Token-scope landmines. BizEvents and SLO creation 403'd silently because the deployed Dynatrace token was missing the bizevents.ingest and slo.write scopes — diagnosed only by probing the ingest endpoint directly, then rotating the token across Secret Manager, GitHub Actions, Agent Engine, and five Cloud Run services.
DQL is strict. timeseries only accepts entity fields, count() needs a metric key, and you must alias before you sort — we iterated the Learner's query patterns against the live tenant until every category returned clean data.
No fabricated data. We refused to mock the demo. We built a real three-service synthetic environment (v2 with the hidden Redis write, v3 without, and a Redis-dependent reporting service) with a k6 load generator, so every ghost report is grounded in genuine telemetry.

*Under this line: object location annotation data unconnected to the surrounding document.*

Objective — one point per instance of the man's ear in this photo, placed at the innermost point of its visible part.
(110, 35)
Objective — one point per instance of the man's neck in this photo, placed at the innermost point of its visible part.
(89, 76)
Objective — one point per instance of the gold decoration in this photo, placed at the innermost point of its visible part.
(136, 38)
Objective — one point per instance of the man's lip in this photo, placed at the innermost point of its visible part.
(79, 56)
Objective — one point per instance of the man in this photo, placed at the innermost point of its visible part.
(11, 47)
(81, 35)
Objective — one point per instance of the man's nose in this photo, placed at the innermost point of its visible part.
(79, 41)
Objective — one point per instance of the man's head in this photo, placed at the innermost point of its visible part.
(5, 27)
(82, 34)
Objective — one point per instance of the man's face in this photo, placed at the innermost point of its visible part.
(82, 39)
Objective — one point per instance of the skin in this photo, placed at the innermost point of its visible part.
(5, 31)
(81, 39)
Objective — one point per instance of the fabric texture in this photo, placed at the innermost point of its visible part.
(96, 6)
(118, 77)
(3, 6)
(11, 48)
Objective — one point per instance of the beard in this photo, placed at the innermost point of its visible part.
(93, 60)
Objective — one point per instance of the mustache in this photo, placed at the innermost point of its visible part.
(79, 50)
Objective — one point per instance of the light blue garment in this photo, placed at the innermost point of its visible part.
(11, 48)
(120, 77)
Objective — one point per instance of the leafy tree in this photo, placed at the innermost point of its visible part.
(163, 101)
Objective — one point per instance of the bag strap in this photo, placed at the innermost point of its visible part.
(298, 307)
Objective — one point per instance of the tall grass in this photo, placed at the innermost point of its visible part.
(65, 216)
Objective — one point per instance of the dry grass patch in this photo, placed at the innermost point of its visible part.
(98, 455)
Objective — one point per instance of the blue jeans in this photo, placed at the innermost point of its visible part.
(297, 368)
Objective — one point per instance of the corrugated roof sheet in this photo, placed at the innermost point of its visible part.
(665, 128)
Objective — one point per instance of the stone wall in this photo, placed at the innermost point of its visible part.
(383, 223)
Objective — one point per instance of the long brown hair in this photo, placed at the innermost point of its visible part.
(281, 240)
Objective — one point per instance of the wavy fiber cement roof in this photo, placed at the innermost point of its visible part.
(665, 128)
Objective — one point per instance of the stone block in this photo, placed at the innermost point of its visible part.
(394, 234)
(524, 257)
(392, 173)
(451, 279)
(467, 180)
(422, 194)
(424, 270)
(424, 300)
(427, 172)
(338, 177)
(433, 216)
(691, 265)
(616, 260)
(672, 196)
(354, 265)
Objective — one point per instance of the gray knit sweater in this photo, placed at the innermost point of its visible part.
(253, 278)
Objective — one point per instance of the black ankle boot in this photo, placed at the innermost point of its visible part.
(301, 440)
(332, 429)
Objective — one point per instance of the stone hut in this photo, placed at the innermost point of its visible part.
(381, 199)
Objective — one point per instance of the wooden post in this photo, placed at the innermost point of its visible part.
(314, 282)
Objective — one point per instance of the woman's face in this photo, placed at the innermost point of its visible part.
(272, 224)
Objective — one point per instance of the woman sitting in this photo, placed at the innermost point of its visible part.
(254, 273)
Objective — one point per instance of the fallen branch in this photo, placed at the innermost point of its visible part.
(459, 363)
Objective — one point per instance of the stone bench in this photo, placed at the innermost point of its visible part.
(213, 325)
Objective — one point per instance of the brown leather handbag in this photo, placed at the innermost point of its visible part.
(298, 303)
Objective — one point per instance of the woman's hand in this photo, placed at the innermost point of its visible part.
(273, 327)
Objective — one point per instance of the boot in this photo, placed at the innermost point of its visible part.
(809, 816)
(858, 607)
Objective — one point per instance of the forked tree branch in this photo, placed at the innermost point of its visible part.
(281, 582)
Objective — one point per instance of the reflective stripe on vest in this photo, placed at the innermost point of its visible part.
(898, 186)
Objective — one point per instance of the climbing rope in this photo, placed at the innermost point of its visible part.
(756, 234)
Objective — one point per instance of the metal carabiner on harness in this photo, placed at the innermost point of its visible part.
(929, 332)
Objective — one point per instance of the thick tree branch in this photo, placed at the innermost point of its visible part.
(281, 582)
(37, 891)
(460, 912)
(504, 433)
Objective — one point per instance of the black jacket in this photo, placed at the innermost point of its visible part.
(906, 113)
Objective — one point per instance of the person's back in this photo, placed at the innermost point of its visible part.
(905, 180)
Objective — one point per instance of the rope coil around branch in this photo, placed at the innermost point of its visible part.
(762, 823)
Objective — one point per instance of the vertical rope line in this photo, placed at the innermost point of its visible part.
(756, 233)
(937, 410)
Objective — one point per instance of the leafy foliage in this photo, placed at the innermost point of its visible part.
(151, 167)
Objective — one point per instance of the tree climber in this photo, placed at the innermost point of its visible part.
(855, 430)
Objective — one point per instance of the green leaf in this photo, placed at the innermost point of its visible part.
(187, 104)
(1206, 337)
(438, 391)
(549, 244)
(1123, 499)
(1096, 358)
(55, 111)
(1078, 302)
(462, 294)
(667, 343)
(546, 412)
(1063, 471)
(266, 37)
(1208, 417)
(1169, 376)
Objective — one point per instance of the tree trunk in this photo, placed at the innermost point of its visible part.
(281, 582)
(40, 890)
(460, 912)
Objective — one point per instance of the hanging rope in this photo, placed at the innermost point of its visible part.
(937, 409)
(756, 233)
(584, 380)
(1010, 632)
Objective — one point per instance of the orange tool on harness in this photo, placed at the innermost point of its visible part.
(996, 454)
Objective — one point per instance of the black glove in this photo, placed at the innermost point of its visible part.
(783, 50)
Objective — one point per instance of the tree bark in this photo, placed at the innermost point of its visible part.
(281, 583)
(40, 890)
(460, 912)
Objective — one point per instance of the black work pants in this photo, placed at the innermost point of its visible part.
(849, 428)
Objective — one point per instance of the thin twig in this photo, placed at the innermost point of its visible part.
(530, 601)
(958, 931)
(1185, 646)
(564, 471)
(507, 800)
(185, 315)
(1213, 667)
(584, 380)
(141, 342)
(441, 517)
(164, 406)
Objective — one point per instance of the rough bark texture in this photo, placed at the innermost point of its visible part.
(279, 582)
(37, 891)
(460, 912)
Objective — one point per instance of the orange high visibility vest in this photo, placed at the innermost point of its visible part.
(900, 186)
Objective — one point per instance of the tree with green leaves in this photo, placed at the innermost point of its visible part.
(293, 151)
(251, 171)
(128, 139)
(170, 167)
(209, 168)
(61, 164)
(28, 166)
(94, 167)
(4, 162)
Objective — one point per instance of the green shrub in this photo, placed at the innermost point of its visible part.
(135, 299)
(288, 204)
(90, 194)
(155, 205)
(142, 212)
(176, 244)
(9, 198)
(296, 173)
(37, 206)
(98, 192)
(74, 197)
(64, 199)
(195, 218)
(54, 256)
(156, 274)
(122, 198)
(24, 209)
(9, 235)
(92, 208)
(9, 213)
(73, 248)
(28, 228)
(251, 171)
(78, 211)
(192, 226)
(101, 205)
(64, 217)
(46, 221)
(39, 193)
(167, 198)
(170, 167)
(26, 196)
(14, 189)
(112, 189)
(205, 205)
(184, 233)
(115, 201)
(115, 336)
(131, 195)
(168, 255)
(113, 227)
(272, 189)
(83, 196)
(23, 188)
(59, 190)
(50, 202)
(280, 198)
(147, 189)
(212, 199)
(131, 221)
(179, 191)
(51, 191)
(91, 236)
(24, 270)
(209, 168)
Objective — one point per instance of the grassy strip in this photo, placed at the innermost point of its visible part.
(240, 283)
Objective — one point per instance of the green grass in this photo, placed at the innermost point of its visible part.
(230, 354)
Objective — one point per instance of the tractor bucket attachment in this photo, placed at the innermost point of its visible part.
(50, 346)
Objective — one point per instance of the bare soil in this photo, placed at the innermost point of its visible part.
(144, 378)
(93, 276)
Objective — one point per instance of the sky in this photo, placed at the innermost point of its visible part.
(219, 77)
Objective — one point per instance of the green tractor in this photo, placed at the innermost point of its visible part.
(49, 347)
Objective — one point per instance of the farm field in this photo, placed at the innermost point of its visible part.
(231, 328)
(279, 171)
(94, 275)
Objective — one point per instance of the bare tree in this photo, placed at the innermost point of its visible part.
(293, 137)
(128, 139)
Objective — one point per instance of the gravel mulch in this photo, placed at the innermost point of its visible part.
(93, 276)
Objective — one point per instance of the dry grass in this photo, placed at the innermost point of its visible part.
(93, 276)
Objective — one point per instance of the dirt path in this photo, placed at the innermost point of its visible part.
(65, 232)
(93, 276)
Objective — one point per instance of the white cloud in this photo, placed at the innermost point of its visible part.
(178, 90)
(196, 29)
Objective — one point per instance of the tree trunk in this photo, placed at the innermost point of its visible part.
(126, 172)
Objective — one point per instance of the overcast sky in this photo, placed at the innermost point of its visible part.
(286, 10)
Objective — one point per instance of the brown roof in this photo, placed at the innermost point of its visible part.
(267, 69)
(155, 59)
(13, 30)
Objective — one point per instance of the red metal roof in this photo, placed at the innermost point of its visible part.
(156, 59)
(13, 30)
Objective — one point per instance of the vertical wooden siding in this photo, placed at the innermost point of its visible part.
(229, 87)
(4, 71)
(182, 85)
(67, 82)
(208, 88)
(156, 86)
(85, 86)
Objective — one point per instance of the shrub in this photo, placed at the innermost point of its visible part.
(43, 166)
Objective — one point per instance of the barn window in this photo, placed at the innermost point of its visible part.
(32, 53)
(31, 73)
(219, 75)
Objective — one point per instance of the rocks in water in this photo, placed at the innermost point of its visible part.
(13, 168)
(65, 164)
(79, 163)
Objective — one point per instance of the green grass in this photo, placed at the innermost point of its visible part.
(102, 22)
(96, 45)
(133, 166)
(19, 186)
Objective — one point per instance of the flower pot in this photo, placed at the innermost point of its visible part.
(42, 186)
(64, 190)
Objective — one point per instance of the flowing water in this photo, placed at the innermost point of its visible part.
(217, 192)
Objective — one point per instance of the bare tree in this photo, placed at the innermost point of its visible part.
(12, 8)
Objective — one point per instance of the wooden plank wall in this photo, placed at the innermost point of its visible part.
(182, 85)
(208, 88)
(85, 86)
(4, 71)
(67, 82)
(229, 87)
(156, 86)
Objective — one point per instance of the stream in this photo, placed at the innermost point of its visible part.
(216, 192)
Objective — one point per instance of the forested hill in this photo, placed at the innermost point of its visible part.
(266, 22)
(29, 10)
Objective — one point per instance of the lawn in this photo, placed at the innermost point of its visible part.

Accomplishments we're proud of

It dogfoods itself — Karma learned real behavioral contracts from its own production API and raised a custom Dynatrace problem on its own watcher's latency breach.
Detection → reviewable fix in one loop — from a silent regression to a draft GitHub PR with the exact patch.
A genuinely bidirectional Dynatrace integration, not just dashboards: SLOs, notebooks, workflows, and timeline annotations all written by the agents.

What we learned

Observability data is a far richer training signal than we expected — a service's traces encode contracts its authors never wrote down. We also learned how to make a multi-agent system trustworthy: validate every discovered contract against history, never fabricate telemetry, and make the agents observable enough to debug through their own spans.